2 Recommendations for end-of-life care in the intensive care unit: The Ethics Committee of the Society of Critical Care Medicine, Truog et all, Critical Care Medicine 2001, Vol 29 No. 12 2332-2348
3 Kiernan, 67.
4 1 Cor. 15:26. “The last enemy to be destroyed is death.”
1 Cor. 15:54-57: “When the perishable puts on the imperishable, and the mortal puts on immortality, then shall come to pass the saying that is written: ‘Death is swallowed up in victory.’ ‘O death, where is your victory? O death, where is your sting?’ The sting of death is sin, and the power of sin is the law. But thanks be to God, who gives us the victory through our Lord Jesus Christ.”

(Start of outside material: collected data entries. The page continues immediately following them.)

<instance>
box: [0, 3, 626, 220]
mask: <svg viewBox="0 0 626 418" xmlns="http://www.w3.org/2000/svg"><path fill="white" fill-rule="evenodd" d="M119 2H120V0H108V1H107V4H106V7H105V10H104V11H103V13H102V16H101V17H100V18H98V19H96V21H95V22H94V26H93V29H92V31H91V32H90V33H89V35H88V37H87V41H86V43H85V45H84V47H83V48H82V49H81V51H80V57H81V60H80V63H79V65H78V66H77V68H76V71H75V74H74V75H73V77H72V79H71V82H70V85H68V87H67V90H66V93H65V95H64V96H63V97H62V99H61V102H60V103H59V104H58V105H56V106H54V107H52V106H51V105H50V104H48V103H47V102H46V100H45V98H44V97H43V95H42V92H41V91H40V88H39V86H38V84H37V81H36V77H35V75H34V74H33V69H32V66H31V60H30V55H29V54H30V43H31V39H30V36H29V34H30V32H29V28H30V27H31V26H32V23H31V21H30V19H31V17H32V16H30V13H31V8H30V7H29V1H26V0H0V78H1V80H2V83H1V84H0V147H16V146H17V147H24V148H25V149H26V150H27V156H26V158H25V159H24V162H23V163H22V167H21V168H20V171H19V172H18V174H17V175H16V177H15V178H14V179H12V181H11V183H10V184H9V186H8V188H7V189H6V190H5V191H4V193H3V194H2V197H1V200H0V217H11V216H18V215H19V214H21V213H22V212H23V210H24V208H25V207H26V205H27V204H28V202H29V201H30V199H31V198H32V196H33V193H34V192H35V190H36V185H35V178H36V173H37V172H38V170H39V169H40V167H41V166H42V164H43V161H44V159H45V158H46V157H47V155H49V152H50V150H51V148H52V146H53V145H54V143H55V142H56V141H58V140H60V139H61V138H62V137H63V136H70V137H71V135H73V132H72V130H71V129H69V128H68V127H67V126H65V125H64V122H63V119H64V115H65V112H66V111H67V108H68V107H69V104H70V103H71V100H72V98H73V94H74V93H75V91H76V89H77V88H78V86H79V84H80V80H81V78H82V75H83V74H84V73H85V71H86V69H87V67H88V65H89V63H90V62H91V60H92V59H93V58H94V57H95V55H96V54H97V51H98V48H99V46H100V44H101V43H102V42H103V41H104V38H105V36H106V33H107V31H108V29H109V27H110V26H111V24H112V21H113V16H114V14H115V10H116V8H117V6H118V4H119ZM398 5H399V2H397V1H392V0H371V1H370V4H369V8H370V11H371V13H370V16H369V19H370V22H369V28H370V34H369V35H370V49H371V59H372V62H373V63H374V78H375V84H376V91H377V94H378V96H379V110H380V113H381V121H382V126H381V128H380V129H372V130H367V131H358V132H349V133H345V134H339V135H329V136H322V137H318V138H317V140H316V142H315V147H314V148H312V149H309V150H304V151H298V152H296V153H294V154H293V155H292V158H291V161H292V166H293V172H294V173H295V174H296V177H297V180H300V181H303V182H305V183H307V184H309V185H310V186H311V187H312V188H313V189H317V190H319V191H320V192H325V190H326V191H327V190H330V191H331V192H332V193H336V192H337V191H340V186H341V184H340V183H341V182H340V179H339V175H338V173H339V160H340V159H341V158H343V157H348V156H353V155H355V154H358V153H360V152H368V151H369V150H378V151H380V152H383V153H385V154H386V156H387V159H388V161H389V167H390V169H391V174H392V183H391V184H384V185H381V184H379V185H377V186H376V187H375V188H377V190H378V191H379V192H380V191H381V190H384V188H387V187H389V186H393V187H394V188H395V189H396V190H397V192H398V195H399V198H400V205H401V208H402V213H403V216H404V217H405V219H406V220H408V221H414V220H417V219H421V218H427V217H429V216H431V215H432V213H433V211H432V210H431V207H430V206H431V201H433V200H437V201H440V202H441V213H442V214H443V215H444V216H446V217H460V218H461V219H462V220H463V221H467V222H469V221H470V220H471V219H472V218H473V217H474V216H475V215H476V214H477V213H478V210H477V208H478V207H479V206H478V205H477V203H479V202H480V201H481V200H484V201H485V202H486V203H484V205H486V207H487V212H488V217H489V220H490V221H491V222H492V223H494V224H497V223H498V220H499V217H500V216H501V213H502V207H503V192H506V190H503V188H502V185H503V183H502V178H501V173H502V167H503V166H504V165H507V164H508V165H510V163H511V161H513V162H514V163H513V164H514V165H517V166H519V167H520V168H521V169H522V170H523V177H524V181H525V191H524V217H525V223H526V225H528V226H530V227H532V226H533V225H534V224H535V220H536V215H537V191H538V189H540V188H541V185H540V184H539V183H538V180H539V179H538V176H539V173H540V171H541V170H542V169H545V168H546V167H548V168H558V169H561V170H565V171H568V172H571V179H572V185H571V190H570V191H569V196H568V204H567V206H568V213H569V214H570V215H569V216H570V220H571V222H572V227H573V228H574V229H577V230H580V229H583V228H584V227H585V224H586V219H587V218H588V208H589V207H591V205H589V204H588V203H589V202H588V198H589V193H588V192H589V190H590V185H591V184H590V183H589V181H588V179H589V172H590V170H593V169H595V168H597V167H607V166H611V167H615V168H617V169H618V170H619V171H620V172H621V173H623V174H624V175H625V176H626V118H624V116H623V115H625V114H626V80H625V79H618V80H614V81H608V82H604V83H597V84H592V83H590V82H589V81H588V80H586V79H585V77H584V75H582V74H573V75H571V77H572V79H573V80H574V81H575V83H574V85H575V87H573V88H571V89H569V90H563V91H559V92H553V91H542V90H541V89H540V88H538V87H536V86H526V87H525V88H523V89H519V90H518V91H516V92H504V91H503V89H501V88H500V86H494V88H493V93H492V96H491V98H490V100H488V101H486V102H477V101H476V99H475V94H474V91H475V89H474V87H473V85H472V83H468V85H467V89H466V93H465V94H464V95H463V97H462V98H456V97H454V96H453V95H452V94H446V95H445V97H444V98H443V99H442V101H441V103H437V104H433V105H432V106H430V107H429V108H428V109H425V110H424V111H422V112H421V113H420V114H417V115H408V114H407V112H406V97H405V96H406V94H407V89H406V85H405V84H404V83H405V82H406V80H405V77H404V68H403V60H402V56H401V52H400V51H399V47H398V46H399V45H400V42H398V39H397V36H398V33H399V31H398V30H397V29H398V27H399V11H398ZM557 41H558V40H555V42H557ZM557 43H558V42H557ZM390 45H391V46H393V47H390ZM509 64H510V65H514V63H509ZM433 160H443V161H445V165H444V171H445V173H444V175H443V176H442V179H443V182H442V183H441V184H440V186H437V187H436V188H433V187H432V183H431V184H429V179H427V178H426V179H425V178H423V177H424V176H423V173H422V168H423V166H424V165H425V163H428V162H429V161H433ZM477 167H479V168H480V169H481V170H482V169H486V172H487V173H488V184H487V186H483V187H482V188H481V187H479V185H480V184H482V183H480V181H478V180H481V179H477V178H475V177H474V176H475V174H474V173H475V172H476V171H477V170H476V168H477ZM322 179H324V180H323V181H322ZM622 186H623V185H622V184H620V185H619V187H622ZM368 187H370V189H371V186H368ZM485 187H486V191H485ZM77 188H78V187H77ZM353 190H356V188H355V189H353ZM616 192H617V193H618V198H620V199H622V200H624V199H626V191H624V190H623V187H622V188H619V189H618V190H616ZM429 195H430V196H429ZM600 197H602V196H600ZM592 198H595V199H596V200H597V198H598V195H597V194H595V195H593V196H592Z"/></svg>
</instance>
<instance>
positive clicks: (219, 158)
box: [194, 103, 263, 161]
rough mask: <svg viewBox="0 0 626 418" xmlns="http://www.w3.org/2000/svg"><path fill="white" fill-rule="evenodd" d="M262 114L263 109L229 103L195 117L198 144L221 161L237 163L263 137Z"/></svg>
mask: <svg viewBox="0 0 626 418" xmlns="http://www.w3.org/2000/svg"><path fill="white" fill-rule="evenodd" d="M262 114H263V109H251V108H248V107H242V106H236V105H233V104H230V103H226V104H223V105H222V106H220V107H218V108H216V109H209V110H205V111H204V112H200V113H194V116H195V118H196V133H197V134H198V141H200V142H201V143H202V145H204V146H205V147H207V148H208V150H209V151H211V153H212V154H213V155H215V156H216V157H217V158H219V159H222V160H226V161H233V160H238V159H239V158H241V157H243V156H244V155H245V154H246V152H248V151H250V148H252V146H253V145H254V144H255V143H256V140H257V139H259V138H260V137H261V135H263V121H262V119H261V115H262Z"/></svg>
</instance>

5 1 Cor. 15:55. “O death, where is your victory? O death, where is your sting?”
6 Byock, Ira. The Four Things that Matter Most, Free Press, 2004, and Dying Well, Riverhead Press, 1997. This is the subject matter of Four Things and is also prominent in Dying Well.
7 All biblical quotations are from the English Standard Version (ESV) unless otherwise noted.
8 Acts 14:22.
9 Isaiah 64:8: “But now, O Lord, you are our Father; we are the clay, and you are our potter; we are all the work of your hand.”
10 Romans 5:3-5. “More than that, we rejoice in our sufferings, knowing that suffering produces endurance, and endurance produces character, and character produces hope, and hope does not put us to shame, because God's love has been poured into our hearts through the Holy Spirit who has been given to us.”
11 Philip. 3:10 (NIV) “I want to know Christ and the power of his resurrection and the fellowship of sharing in his sufferings, becoming like him in his death…”
12 1 Cor. 3:16-17. “Do you not know that you are God’s temple and that God’s Spirit dwells in you? If anyone destroys God’s temple, God will destroy him. For God’s temple is holy, and you are that temple.”
1 Cor. 6:19: “Or do you not know that your body is a temple of the Holy Spirit within you, whom you have from God? You are not your own…”
13 2 Cor. 5:6. “So we are always of good courage. We know that while we are at home in the body we are away from the Lord…”
14 Philip. 3:14. “I press on toward the goal for the prize of the upward call of God in Christ Jesus.”
Editor's Note: This essay is adapted from a Guest Commentary that first appeared in Ethics & Medicine: An International Journal of Bioethics Volume 23 Issue 2, Summer 2007 and is used by permission.